|Photo credit: ibalemon|
A day before the tenth anniversary of the 9/11 Attacks this year, the NBC News Twitter account was hacked, and it widely disseminated that Ground Zero was attacked. In local entertainment, it was recently spread on Twitter and social media that GMA 7 was bought out by Manuel V. Pangilinan’s group, thus sparking funny hybrids of GMA 7 and TV5 shows.
|Photo credit: joelaz|
Wrong and malicious information is not limited on Twitter, but rather, it is all over the internet. Passing false information has vastly become rampant, from internet lottery scams to Will Smith death hoaxes, no thanks to the easy accessibility of the internet and those who are gullible enough to not verify the information being fed to them.
Most of the time, I try to see the internet with a grain of salt. I do not believe immediately with what I read on blogs, Twitter, and Facebook, and I try to not research all information on Wikipedia, as per my professors’ advice. As much as I could, I make sure to be responsible with what I write on my blogs and what I post as my status message, so I would not mislead my readers and followers too.

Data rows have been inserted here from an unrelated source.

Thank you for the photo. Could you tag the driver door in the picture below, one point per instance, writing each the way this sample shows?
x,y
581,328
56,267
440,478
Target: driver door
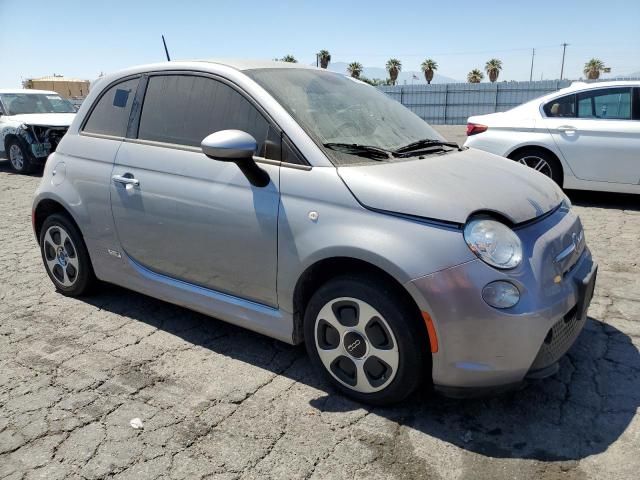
x,y
186,216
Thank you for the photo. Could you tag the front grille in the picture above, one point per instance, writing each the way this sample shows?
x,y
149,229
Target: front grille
x,y
559,339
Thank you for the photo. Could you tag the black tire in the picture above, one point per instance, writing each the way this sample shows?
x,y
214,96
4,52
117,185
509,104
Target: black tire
x,y
532,156
399,315
75,252
26,164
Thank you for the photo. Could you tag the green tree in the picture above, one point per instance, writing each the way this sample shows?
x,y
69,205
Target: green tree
x,y
429,66
355,69
325,58
493,68
475,76
393,67
593,68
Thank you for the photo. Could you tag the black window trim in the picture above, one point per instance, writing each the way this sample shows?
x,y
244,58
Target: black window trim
x,y
97,100
635,109
136,114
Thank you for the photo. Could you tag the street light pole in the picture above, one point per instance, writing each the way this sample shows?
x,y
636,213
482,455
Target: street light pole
x,y
533,54
564,49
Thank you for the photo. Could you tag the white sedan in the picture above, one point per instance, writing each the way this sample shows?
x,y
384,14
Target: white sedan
x,y
586,136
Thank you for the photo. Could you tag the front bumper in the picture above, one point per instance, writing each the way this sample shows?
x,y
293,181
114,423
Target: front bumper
x,y
483,349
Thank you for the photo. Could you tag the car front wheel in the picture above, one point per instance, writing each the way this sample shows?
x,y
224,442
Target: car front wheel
x,y
367,339
19,157
65,256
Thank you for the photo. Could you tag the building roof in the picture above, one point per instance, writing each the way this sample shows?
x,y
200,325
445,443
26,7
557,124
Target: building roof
x,y
27,90
56,78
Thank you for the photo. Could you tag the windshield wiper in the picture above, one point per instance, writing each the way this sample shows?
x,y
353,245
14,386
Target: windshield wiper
x,y
362,150
424,144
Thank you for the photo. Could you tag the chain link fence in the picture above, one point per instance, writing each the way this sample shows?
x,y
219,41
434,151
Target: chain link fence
x,y
453,103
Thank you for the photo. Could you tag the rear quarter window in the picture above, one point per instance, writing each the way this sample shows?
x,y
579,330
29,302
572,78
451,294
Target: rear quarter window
x,y
110,114
561,107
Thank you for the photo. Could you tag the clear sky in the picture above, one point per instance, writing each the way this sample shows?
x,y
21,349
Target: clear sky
x,y
83,38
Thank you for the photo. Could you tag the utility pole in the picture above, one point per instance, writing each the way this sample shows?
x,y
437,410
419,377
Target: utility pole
x,y
564,49
533,54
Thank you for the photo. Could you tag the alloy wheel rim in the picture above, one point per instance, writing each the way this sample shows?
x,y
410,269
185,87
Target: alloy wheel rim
x,y
356,345
15,155
537,163
61,256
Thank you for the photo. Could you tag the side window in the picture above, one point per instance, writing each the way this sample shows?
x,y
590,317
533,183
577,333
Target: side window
x,y
184,109
290,154
110,116
612,103
561,107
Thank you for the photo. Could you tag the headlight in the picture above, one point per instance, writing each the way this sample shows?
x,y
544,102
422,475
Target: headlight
x,y
494,243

But even with the measures I do, I was also a victim of a malicious drive to post false information. For several instances, someone stole my identity to spread awful comments on other blogs on my behalf to despicably destroy my reputation.
The routine was to post a comment under my name with my blog address and insult the blog owner with words like fat, ugly, and poser. In retaliation, one blogger posted my alleged comment, and I was astonished at how this false information has circulated instantaneously. The good thing, however, was someone mediated, and things got cleared up.
In retrospect, I’ve asked for the comments to be taken down, and I’ve apologized to the bloggers who were aggravated. But I didn’t really do something to cease this spreading of false information, as all I did was damage control.
|Photo credit: Joits|
This 2012, false information must be lessened in this dangerous jungle called the internet. Before the year ends, I’m committing myself in encouraging others to verify information first before believing and propagating them for the benefit of all netizens. In the process, I hope to influence others in being responsible in using the internet and social media.
This resistance cannot be done by just some people; it should be a collective effort. Speaking up against sending false information would not only make the internet a safe, war-free zone, but it could also assert the internet or the new media as a more credible source of information. As it happens, it could open up a lot of jobs and opportunities.
I hope we’ve all learned what harmful things a simple tweet or post could do. We know better, and we deserve better. Let us all speak up and resist false information!